Giant cranes to change port's skyline, future

- The Port of Tampa has gotten a huge delivery -- a pair of massive industrial cranes all the way from China.  Their two-month journey came to an end Friday, but changes at the port are just beginning.

Port officials say the cranes are part of a $24-million investment that should bring more commerce and jobs to Tampa and central Florida.

"[Businesses] can bring more cargo directly, whereas in the past [cargo] may have gone to LA or Long Beach, gone on a train to North Florida and then trucked down here. Now they can come directly to here so transit is faster overall," said Doug Wray, vice president of national accounts for Ports America, the company that operates Port Tampa Bay.
 
The post-Panamax gantry cranes are 15 stories taller than the existing cranes and will be able to handle ships of up to 9,000, 20-foot equivalent unit (TEU), nearly twice the size of the largest ships the port's existing cranes can handle. 

"Big ships that are now the norm versus the ones we currently handle and that's what makes this exciting," said Port Tampa Bay president and CEO Paul Anderson. "It allows us to go out and compete with ports that we couldn't compete with before."

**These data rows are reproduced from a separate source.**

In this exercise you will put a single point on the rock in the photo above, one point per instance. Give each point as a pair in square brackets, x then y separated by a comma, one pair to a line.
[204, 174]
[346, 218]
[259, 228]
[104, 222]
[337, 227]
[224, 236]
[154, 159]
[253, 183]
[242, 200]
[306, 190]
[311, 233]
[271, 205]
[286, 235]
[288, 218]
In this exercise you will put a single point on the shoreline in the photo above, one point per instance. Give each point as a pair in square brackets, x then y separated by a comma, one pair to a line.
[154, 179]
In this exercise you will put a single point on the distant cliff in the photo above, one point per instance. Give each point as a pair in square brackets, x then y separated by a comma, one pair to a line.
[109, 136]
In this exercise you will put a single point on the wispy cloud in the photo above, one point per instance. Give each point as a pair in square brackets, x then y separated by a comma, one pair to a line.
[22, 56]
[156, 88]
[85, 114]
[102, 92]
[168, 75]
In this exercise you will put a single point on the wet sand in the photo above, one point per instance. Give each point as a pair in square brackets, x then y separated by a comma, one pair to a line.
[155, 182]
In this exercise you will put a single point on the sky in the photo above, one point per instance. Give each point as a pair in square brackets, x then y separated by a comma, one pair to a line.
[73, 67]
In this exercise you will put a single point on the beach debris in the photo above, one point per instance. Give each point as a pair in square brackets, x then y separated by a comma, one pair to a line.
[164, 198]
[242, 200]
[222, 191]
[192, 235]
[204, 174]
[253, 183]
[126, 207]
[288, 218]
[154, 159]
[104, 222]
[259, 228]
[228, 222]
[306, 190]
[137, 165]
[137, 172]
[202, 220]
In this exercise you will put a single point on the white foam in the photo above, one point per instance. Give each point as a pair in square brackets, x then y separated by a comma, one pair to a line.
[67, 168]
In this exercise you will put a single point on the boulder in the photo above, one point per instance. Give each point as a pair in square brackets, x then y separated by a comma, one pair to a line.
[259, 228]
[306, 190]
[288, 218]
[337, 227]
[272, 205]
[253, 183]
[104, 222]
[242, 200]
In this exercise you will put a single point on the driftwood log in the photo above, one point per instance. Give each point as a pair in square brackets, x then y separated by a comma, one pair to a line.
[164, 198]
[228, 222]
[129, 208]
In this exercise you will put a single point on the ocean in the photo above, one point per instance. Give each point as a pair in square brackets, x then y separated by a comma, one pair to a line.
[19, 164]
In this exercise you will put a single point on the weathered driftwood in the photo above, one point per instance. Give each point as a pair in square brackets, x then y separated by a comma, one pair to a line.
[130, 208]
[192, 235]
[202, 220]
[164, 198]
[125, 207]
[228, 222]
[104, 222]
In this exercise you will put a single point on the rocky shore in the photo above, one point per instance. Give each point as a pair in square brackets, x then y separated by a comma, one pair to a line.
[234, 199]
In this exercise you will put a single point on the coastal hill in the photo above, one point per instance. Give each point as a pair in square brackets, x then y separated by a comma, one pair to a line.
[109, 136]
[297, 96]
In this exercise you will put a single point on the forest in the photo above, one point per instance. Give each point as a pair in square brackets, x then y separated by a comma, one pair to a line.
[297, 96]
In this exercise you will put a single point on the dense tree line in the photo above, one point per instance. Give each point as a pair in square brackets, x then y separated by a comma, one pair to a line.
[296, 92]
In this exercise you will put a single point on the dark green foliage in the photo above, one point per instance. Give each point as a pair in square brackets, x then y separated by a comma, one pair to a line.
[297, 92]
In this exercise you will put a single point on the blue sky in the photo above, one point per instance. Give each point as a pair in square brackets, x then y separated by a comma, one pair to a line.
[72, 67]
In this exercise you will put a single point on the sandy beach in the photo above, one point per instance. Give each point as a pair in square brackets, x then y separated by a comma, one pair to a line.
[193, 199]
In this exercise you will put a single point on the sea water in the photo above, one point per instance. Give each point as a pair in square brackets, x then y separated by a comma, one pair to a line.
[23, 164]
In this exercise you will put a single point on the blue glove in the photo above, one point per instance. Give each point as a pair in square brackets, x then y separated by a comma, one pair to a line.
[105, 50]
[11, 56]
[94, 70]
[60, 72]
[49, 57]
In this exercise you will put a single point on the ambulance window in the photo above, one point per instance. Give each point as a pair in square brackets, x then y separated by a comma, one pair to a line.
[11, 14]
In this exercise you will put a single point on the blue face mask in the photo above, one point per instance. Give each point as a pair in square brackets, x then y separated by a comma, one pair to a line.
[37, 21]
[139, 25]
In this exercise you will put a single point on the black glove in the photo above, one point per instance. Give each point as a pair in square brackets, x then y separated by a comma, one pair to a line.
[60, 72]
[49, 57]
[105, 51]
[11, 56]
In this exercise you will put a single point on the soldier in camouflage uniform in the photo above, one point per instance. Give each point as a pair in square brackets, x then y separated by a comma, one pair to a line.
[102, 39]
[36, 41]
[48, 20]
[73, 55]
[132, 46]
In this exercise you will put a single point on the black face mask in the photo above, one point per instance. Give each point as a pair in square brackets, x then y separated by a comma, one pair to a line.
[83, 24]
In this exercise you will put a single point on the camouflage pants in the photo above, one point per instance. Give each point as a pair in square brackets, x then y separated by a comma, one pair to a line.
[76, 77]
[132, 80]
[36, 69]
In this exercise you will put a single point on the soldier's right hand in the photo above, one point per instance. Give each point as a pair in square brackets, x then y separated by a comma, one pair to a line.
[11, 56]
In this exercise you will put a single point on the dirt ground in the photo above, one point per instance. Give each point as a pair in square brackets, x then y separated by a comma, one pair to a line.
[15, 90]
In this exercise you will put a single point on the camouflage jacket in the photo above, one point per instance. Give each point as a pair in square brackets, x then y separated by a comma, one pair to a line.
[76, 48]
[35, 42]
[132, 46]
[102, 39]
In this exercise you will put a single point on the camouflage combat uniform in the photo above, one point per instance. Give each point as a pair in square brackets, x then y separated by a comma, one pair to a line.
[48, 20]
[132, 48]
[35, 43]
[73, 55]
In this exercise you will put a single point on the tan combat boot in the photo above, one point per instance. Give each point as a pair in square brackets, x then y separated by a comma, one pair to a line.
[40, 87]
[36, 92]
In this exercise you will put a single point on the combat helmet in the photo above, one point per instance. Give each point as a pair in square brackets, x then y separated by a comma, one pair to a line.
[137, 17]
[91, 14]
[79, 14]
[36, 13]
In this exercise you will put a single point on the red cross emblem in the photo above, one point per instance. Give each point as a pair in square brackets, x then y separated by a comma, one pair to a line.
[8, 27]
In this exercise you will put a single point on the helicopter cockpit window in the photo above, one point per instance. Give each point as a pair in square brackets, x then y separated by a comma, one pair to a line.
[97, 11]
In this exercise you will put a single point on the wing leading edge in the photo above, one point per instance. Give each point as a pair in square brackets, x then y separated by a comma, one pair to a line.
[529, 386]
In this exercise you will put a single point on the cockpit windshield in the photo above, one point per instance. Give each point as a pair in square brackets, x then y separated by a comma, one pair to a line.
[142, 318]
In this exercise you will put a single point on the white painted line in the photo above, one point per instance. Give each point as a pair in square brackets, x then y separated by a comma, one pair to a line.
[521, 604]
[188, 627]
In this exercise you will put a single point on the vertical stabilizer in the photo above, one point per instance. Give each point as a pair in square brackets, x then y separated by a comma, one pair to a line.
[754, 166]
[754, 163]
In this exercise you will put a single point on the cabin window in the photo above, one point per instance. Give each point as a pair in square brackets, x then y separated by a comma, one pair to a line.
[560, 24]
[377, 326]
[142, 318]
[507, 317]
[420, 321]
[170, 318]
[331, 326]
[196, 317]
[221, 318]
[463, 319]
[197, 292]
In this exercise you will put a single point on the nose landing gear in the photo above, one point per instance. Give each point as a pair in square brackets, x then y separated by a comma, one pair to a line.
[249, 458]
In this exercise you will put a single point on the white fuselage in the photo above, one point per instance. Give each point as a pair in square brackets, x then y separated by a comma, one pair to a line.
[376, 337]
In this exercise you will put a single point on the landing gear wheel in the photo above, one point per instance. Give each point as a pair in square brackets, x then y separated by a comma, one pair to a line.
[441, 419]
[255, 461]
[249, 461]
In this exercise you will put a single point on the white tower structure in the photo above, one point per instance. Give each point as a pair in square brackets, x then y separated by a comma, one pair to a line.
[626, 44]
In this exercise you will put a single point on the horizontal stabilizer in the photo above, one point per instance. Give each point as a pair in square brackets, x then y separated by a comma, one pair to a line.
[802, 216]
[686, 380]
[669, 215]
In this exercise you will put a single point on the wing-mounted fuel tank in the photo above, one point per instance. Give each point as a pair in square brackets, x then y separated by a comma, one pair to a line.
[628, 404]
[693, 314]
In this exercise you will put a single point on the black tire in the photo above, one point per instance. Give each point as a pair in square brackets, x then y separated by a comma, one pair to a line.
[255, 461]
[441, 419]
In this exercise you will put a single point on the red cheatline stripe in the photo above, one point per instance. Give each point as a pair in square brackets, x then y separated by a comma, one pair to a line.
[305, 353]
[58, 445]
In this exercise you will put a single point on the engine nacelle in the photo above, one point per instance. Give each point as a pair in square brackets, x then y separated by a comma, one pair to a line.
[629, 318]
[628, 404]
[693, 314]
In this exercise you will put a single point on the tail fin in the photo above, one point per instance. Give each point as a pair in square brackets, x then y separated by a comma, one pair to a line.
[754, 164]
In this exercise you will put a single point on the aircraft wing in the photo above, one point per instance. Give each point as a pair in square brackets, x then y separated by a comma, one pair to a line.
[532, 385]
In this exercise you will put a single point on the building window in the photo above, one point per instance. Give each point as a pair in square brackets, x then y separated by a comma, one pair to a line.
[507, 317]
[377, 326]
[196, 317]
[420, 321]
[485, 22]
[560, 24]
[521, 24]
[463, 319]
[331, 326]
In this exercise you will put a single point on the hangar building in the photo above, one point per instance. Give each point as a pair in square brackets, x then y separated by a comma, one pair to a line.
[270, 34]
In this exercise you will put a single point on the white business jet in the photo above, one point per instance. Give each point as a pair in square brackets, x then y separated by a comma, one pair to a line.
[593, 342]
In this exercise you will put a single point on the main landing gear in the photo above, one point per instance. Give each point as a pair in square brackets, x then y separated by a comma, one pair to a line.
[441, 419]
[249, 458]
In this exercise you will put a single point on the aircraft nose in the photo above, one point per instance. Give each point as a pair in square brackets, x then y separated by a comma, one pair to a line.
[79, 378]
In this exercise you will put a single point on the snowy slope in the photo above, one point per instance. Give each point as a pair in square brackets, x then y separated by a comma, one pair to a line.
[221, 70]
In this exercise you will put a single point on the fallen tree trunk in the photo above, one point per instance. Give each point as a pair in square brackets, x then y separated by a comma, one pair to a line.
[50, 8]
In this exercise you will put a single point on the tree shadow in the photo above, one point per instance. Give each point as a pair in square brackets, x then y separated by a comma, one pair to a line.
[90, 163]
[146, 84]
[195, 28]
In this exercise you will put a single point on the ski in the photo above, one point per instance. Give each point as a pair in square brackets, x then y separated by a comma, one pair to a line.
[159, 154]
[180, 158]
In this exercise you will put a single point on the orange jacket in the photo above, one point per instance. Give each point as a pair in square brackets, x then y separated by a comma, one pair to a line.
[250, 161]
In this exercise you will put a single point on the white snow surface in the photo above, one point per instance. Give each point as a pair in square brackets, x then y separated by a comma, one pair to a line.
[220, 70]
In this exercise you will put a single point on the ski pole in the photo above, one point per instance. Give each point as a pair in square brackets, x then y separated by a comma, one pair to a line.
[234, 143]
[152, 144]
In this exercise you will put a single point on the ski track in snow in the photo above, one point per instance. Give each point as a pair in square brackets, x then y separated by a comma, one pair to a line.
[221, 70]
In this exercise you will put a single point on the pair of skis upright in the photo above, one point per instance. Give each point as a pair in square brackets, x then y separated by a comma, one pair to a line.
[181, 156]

It's all part of the port's plan to become the container gateway for the region. Tampa is now the only gulf-side city in the state with post-Panamax cranes. Ports in Houston, Mobile and New Orleans also use the massive cranes.

The new cranes should be operational by June, a timely arrival. The expansion of the Panama Canal is slated to be finished by June 26, and officials in Tampa say PTB will be ready for the influx of bigger ships with bigger payloads.